Adventure, intrigues, love, death (in a considerable quantity), fanaticism, sex, poetry. In this book nothing is missing. Besides boredom, that is absolutely missing.

It’s not easy to find a book with such a strong magnetism, and for sure you will not find such a ferocious beauty.

The setting that Mr. Willocks chose for this book is the siege of Malta in 1565, when the soldiers of Suleiman the Magnificent fought against the Knights of Saint John of Jerusalem, to conquer that island, and then Europe.

The characters that Mr. Willocks creates are really resounding. In the beginning we find captain Thannauser, a powerful warrior with a fascinating and tormented past. For him, the art of fighting doesn’t have any more secrets. Then we have Bors, Thannauser’s best friend, a colossal warrior, ready to do the worst atrocities for the people he cares about. Bors cannot resist to the battle’s charm, and he has no intention to do so. Then we meet two beautiful women that cross the Capitan’s destiny: Amparo, a sweet creature that can foresee the future, devoid of any shadow of evil. Countess Carla, a beautiful noblewoman who is looking for her son, that she had from the evil inquisitor Ludovico when she was very young. And Ludovico comes back on the stage, with his assistant: the depraved and handsome Anacleto (at a certain point of the story, the face of Anacleto will become a bag of pus).

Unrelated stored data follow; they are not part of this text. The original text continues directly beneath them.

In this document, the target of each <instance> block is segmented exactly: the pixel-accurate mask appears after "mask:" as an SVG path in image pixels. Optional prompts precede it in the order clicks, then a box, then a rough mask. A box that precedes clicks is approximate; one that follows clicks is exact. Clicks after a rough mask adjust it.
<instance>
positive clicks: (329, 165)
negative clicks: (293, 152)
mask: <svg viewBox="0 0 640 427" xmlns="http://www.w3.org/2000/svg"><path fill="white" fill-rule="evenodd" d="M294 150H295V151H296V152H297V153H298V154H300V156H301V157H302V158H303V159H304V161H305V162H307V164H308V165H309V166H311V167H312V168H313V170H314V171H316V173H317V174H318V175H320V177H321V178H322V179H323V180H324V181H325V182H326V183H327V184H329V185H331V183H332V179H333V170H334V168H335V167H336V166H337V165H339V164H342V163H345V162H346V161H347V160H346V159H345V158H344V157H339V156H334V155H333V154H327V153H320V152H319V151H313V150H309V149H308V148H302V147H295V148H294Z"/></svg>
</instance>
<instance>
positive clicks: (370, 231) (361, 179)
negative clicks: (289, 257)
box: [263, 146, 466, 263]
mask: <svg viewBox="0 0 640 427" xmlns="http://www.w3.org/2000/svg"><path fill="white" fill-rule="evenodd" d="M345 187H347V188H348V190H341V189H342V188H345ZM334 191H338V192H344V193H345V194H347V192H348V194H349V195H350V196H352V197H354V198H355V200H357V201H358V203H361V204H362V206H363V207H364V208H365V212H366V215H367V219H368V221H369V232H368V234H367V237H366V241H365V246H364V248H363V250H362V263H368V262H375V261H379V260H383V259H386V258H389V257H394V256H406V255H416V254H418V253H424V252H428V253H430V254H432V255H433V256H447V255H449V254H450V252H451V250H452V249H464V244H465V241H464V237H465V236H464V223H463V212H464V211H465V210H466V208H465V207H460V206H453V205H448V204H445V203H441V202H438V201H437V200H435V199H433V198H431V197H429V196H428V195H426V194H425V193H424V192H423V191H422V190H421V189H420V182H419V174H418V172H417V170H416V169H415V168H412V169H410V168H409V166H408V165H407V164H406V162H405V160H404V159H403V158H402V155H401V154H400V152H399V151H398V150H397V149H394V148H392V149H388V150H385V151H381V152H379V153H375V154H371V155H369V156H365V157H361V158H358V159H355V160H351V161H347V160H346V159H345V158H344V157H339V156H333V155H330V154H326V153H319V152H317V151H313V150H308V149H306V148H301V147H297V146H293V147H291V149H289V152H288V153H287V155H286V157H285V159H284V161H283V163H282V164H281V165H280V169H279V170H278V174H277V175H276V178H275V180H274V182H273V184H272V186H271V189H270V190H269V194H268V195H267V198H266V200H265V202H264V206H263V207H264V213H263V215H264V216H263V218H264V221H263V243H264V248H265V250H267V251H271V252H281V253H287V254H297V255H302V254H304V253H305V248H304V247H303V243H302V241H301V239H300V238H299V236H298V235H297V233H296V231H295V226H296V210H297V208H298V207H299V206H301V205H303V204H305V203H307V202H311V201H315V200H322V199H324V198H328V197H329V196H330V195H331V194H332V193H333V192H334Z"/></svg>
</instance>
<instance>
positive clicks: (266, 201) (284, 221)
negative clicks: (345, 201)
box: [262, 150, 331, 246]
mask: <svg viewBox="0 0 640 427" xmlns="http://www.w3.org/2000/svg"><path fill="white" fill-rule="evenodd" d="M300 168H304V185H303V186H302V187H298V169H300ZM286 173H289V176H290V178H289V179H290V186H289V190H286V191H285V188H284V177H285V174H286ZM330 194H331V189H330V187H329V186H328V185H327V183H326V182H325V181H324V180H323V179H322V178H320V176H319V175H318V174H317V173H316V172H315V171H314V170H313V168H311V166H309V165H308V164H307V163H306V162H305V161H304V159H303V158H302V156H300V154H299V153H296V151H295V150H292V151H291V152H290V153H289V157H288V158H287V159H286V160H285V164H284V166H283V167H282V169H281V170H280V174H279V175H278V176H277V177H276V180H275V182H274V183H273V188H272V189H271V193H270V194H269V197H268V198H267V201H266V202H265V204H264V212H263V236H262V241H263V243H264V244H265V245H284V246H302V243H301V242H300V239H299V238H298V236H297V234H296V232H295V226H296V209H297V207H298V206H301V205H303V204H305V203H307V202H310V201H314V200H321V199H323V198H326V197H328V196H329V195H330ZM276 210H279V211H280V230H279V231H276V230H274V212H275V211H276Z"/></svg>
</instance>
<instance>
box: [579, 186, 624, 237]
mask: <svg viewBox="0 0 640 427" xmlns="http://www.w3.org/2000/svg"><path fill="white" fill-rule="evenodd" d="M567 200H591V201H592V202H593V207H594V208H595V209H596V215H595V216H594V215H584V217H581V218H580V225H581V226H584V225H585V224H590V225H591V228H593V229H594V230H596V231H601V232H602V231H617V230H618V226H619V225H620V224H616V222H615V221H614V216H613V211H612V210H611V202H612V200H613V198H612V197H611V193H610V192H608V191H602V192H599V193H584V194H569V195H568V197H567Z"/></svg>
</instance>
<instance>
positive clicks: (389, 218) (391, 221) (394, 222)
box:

So, take all of those character and put them in the historic setting we talked about: a town in state of siege, where there are more than forty thousand Ottoman’s soldier fighting against a few thousand Knights, led by the seventy-year-old Jan de la Vallette. And then put all of this elements together with the narrative genius of the great Tim, and you will have some of the best pages ever written in the contemporary English literature.

Far, really far from my intention is to open a discussion about contemporary historical novel meeting postmodernism and sheltering into the past, oh what a nice weather, yes but they say that tomorrow it may rain and so on.

But there is one thing I want to tell you: if there are any doubts about the fact that Mr. Tim Willocks is a narrative genius, well those doubts are dispelled as soon as we open this novel. Why? Because Mr. Willocks brings to life, with clarity worthy of the best lightning, a world that it’s been covered and coated too many times with idealizing rhetoric. A rhetoric that forgets about the only figure that characterized human history since its beginning: the human factor. In this book we go back to unvarnished and straightforward Epic. In this book we have a Hero who throws away his angel clothes and appears human again. We have a Hero that “does what he has to do”, no idealizations anymore. Here we have tactics, flesh, blood, shit, the decomposition of human bodies, amputated limbs burning on the flame while the smell takes the breath away, people being deprived, dirt, gunfire shaking the ground.

If I was thinking only by genres, I would say that there are many elements of horror in this book. Not that a war doesn’t have any. And I think that a real war fought between fanatics, with swords and guns, when medical knowledge was on gestation, would be full of horror elements. In this story there is no good against bad, and the story-line allows a wide-angle prospective on the atrocities of war, and on the subjective belief to be right.

Then there are sublime psychological characterizations of characters that make real and easy to understand even the most complex characters… but you will see that by yourself when you will read the book. Because we agree that you are going to buy this book, right? And you will let me know if you do think (as I do) that Mr. Willocks has been helped in the building of his characters by the fact that he has worked as psychiatrist for fifteen years.

So, The Religion is an extraordinary book, where the poetry and the breath of big classics books meet a power and a realism never seen before. Where the balance between harmony and contrasts is really strong. You cannot miss this book! So run right now to buy The Religion (or buy it on the web, if you don’t want to go out).